Chronic care management (CCM) is Medicare's framework for managing patients who have two or more chronic conditions in the long stretches between office visits. It has specific structural requirements: the patient consents to enrollment, a documented care plan is created and maintained, the patient has 24/7 access to care, and the non-face-to-face time the care team spends each month — phone check-ins, medication coordination, care-plan updates — is tracked and billed through dedicated CPT codes that have minimum monthly minute thresholds. Combined with remote patient monitoring (RPM) billing codes, CCM forms the economic engine that makes chronic-care telehealth products financially viable.

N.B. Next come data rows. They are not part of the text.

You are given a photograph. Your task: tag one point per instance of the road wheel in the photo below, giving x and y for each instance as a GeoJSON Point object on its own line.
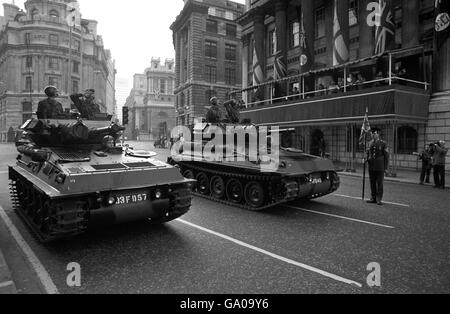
{"type": "Point", "coordinates": [254, 195]}
{"type": "Point", "coordinates": [189, 174]}
{"type": "Point", "coordinates": [235, 191]}
{"type": "Point", "coordinates": [203, 183]}
{"type": "Point", "coordinates": [217, 187]}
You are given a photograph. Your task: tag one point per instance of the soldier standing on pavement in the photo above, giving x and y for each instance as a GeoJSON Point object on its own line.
{"type": "Point", "coordinates": [378, 159]}
{"type": "Point", "coordinates": [49, 108]}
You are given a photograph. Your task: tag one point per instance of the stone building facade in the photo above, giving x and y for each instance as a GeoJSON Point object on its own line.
{"type": "Point", "coordinates": [152, 102]}
{"type": "Point", "coordinates": [208, 55]}
{"type": "Point", "coordinates": [411, 110]}
{"type": "Point", "coordinates": [34, 53]}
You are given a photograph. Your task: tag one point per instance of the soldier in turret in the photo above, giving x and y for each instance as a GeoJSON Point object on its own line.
{"type": "Point", "coordinates": [86, 104]}
{"type": "Point", "coordinates": [214, 115]}
{"type": "Point", "coordinates": [49, 108]}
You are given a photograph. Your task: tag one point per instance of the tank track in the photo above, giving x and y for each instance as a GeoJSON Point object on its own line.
{"type": "Point", "coordinates": [245, 177]}
{"type": "Point", "coordinates": [48, 219]}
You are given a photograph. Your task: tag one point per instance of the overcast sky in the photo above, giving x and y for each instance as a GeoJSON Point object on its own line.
{"type": "Point", "coordinates": [134, 31]}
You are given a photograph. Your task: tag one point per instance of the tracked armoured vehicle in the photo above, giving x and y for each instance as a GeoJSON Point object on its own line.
{"type": "Point", "coordinates": [70, 176]}
{"type": "Point", "coordinates": [245, 182]}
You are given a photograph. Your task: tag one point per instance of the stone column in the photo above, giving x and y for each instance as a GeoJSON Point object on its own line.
{"type": "Point", "coordinates": [410, 23]}
{"type": "Point", "coordinates": [366, 32]}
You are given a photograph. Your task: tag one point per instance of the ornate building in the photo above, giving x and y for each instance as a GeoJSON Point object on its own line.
{"type": "Point", "coordinates": [316, 66]}
{"type": "Point", "coordinates": [35, 52]}
{"type": "Point", "coordinates": [208, 55]}
{"type": "Point", "coordinates": [152, 102]}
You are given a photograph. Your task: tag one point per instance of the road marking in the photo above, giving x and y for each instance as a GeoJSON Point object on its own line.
{"type": "Point", "coordinates": [40, 270]}
{"type": "Point", "coordinates": [275, 256]}
{"type": "Point", "coordinates": [6, 284]}
{"type": "Point", "coordinates": [340, 217]}
{"type": "Point", "coordinates": [359, 198]}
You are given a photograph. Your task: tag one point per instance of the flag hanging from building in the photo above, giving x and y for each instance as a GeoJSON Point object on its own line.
{"type": "Point", "coordinates": [258, 76]}
{"type": "Point", "coordinates": [442, 22]}
{"type": "Point", "coordinates": [279, 66]}
{"type": "Point", "coordinates": [366, 129]}
{"type": "Point", "coordinates": [385, 27]}
{"type": "Point", "coordinates": [340, 49]}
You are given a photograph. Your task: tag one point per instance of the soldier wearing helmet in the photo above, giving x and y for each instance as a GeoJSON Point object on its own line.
{"type": "Point", "coordinates": [50, 108]}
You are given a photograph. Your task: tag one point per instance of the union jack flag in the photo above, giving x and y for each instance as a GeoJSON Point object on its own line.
{"type": "Point", "coordinates": [385, 28]}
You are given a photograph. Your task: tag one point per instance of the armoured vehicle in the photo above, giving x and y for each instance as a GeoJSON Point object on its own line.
{"type": "Point", "coordinates": [245, 182]}
{"type": "Point", "coordinates": [70, 176]}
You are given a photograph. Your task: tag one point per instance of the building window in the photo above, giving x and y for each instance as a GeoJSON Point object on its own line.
{"type": "Point", "coordinates": [53, 81]}
{"type": "Point", "coordinates": [231, 30]}
{"type": "Point", "coordinates": [272, 43]}
{"type": "Point", "coordinates": [211, 26]}
{"type": "Point", "coordinates": [294, 34]}
{"type": "Point", "coordinates": [230, 76]}
{"type": "Point", "coordinates": [54, 40]}
{"type": "Point", "coordinates": [210, 73]}
{"type": "Point", "coordinates": [76, 67]}
{"type": "Point", "coordinates": [407, 140]}
{"type": "Point", "coordinates": [353, 11]}
{"type": "Point", "coordinates": [27, 107]}
{"type": "Point", "coordinates": [29, 62]}
{"type": "Point", "coordinates": [320, 22]}
{"type": "Point", "coordinates": [28, 83]}
{"type": "Point", "coordinates": [210, 49]}
{"type": "Point", "coordinates": [75, 86]}
{"type": "Point", "coordinates": [53, 64]}
{"type": "Point", "coordinates": [54, 14]}
{"type": "Point", "coordinates": [230, 52]}
{"type": "Point", "coordinates": [34, 14]}
{"type": "Point", "coordinates": [77, 46]}
{"type": "Point", "coordinates": [27, 39]}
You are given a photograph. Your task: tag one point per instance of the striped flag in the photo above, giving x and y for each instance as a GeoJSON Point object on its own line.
{"type": "Point", "coordinates": [340, 50]}
{"type": "Point", "coordinates": [366, 129]}
{"type": "Point", "coordinates": [442, 22]}
{"type": "Point", "coordinates": [279, 66]}
{"type": "Point", "coordinates": [385, 27]}
{"type": "Point", "coordinates": [258, 76]}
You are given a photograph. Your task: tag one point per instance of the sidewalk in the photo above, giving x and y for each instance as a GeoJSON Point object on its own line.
{"type": "Point", "coordinates": [402, 175]}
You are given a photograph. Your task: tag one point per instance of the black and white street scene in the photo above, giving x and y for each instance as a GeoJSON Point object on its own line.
{"type": "Point", "coordinates": [218, 147]}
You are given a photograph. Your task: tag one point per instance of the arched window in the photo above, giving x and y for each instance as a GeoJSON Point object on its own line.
{"type": "Point", "coordinates": [54, 14]}
{"type": "Point", "coordinates": [34, 14]}
{"type": "Point", "coordinates": [407, 140]}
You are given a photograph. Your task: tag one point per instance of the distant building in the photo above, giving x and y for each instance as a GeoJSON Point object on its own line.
{"type": "Point", "coordinates": [316, 66]}
{"type": "Point", "coordinates": [34, 53]}
{"type": "Point", "coordinates": [208, 55]}
{"type": "Point", "coordinates": [152, 102]}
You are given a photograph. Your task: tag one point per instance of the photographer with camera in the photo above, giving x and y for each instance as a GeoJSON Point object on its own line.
{"type": "Point", "coordinates": [439, 152]}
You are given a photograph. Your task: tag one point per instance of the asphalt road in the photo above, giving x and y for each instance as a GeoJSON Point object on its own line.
{"type": "Point", "coordinates": [323, 246]}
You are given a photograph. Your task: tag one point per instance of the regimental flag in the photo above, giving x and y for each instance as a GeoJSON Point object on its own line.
{"type": "Point", "coordinates": [279, 66]}
{"type": "Point", "coordinates": [385, 27]}
{"type": "Point", "coordinates": [73, 17]}
{"type": "Point", "coordinates": [258, 76]}
{"type": "Point", "coordinates": [340, 50]}
{"type": "Point", "coordinates": [366, 129]}
{"type": "Point", "coordinates": [442, 22]}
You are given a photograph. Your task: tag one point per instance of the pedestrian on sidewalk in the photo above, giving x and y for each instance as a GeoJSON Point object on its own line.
{"type": "Point", "coordinates": [427, 164]}
{"type": "Point", "coordinates": [378, 159]}
{"type": "Point", "coordinates": [439, 155]}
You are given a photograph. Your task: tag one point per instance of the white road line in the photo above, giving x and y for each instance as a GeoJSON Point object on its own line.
{"type": "Point", "coordinates": [359, 198]}
{"type": "Point", "coordinates": [6, 284]}
{"type": "Point", "coordinates": [275, 256]}
{"type": "Point", "coordinates": [40, 270]}
{"type": "Point", "coordinates": [340, 217]}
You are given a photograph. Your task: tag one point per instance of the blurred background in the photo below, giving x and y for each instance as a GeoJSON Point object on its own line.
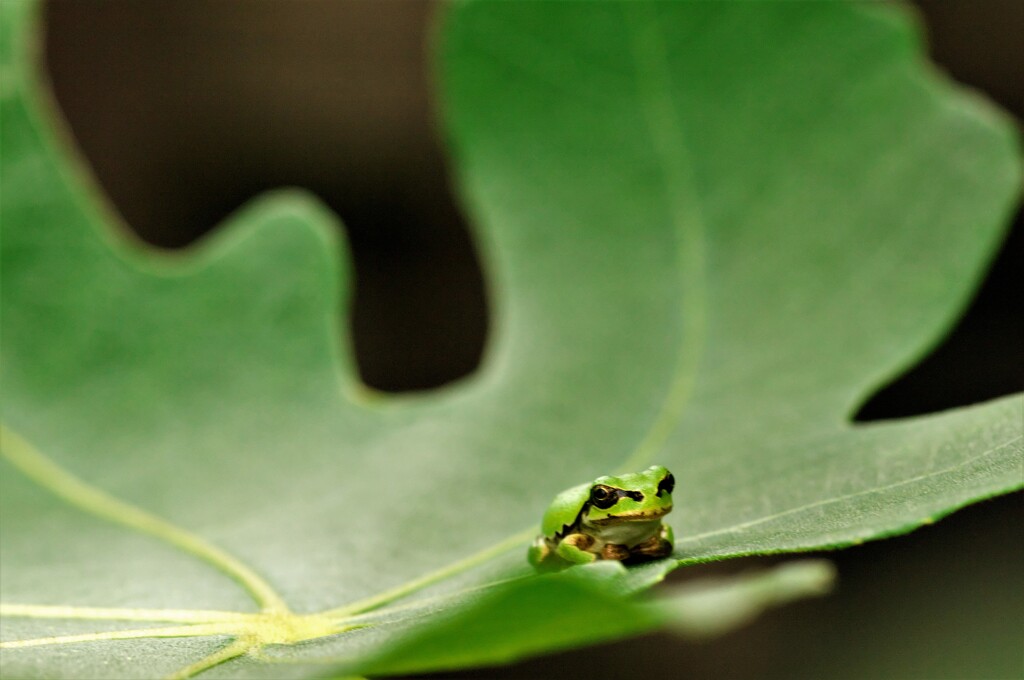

The defining insight for a product team is that the billing rules dictate the software, not the other way around. Because reimbursement depends on documented time per patient per month meeting specific thresholds, accurate time tracking is a core product feature, not a back-office report. The same goes for the care-plan artifacts, the consent record, and audit-ready documentation — these exist because the payer can ask to see them, and a program that bills CCM without being able to substantiate the time and the care plan is exposed to clawbacks and fraud scrutiny.

Concretely this means building per-patient, per-month time accounting into the clinical workflow so it captures qualifying activity as it happens rather than reconstructing it later, generating and versioning care plans, and keeping consent and documentation in a form an auditor would accept. The common mistake is bolting time tracking on as an afterthought, which produces inaccurate or unsubstantiated minutes — the fastest way to turn a CCM revenue line into a compliance liability.